It comes back to Fluff and Crunch. Some people play D&D for the former and feel it has been violated by a focus on the latter. Some don't feel it's really been violated. Some people play D&D for the latter and are pretty happy. 



> We'll see in a few years if things like second wind, or daily abilities, cause anywhere near the gaming anguish that paladins have.




For some, they already have, because while paladins could have been overlooked by a group that had a problem with them, everyone has second winds and daily abilities, and those can't be overlooked. 

...and yeah, my first run was better...


----------



## Hussar (Sep 11, 2008)

KM said:
			
		

> The metric of success of a mechanic is how well it help you play the game.




Agreed.  100%



> The metric of success of a game (of D&D, anyway) is how well it helps you evoke the flavor of a good fantasy story.




Completely and utterly disagree.  The measure of the success of a game is how much people at the table enjoy it.  No other metric is more important than that.  I don't care how well it evokes a fantasy story, if the game is not enjoyed by everyone at the table, it is a failure.
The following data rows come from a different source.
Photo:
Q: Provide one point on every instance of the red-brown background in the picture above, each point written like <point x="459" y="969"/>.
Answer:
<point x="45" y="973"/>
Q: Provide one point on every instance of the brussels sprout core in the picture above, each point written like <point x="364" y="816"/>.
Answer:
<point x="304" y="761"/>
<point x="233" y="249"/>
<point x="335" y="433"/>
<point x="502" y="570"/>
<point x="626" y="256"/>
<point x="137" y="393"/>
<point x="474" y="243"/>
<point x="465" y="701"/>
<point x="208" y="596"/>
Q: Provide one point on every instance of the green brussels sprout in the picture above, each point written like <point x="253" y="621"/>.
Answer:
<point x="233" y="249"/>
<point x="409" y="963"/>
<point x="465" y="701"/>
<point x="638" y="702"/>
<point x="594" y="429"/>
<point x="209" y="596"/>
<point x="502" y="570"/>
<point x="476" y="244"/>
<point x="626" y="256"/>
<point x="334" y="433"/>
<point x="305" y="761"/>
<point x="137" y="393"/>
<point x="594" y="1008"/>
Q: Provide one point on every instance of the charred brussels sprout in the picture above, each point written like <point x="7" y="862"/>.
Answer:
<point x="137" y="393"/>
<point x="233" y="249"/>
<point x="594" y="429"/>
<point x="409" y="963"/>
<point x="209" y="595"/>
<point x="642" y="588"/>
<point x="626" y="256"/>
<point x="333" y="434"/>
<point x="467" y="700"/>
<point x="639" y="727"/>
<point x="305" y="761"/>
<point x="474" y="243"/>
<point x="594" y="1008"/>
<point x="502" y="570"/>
Again, this is not a fluff vs crunch debate.  You are right, you can have perfectly acceptable, even good mechanics that started as flavour.  But, typically, if you start from a flavour standpoint, then bolt on mechanics, you are ingnoring how it plays out at the table.

It's not a case of good mechanics vs bad mechanics - it's a case of mechanics inspired by an attempt to emulate some flavour concept, causing the game to be less enjoyable during play.

I am most certainly not saying that all elements in earlier editions were flavour based.  I'm saying a lot of them were, but, certainly not all.  

You bring up the Random Strumpet Table.  There's a good idea.  Mechanically fine - it causes no major malfunctions in the game, flavour wise perfectly acceptable for the idea of D&D, and causes no major problems at the table.  I got no beef with that.  I think it was a flavour first mechanic - but, that's a quibble, and it doesn't really matter.  It causes no malfunctions at the table.  It passes.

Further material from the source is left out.